De Santis Maria Chiara, Sala Valentina, Martini Miriam, Ferrero Giovanni Battista, Hirsch Emilio
Department of Molecular Biotechnology and Health Sciences, University of Torino, Torino 10126, Italy.
Department of Public Health and Pediatrics, University of Torino, Torino 10126, Italy.
Cancers (Basel). 2017 Mar 29;9(4):30. doi: 10.3390/cancers9040030.
The members of the PhosphoInositide-3 Kinase (PI3K) protein family are well-known regulators of proliferative signals. By the generation of lipid second messengers, they mediate the activation of AKT/PKB (AKT) and mammalian Target Of Rapamycin (mTOR) pathways. Although mutations in the PI3K/AKT/mTOR pathway are highly characterized in cancer, recent evidence indicates that alterations in the proliferative signals are major drivers of other diseases such as overgrowth disorders and polycystic kidney disease. In this review, we briefly summarize the role of the PI3K/AKT/mTOR pathway in cell proliferation by comparing the effect of alterations in PI3K enzymes in different tissues. In particular, we discuss the most recent findings on how the same pathway may lead to different biological effects, due to the convergence and cooperation of different signaling cascades.

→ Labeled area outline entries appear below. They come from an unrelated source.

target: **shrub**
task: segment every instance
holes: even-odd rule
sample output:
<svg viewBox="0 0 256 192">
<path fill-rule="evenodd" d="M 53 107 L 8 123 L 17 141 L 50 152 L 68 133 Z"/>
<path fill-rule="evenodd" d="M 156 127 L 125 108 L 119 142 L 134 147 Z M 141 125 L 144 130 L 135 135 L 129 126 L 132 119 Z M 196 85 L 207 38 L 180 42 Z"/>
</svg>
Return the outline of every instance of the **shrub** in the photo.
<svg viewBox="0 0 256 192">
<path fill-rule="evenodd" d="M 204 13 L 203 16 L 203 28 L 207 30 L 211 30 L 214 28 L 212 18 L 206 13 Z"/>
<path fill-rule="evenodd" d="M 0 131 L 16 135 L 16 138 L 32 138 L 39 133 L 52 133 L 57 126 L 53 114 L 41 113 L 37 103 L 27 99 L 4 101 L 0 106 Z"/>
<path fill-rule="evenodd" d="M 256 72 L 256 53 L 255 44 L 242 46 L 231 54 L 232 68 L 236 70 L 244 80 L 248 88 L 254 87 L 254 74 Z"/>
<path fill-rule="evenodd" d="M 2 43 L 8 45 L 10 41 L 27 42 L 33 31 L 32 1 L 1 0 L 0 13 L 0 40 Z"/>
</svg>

磷酸肌醇-3激酶(PI3K)蛋白家族成员是众所周知的增殖信号调节因子。通过生成脂质第二信使,它们介导AKT/蛋白激酶B(AKT)和哺乳动物雷帕霉素靶蛋白(mTOR)信号通路的激活。尽管PI3K/AKT/mTOR信号通路中的突变在癌症中具有高度特征性,但最近的证据表明,增殖信号的改变是其他疾病(如过度生长障碍和多囊肾病)的主要驱动因素。在本综述中,我们通过比较不同组织中PI3K酶改变的影响,简要总结了PI3K/AKT/mTOR信号通路在细胞增殖中的作用。特别是,我们讨论了由于不同信号级联的汇聚和协作,同一信号通路如何导致不同生物学效应的最新发现。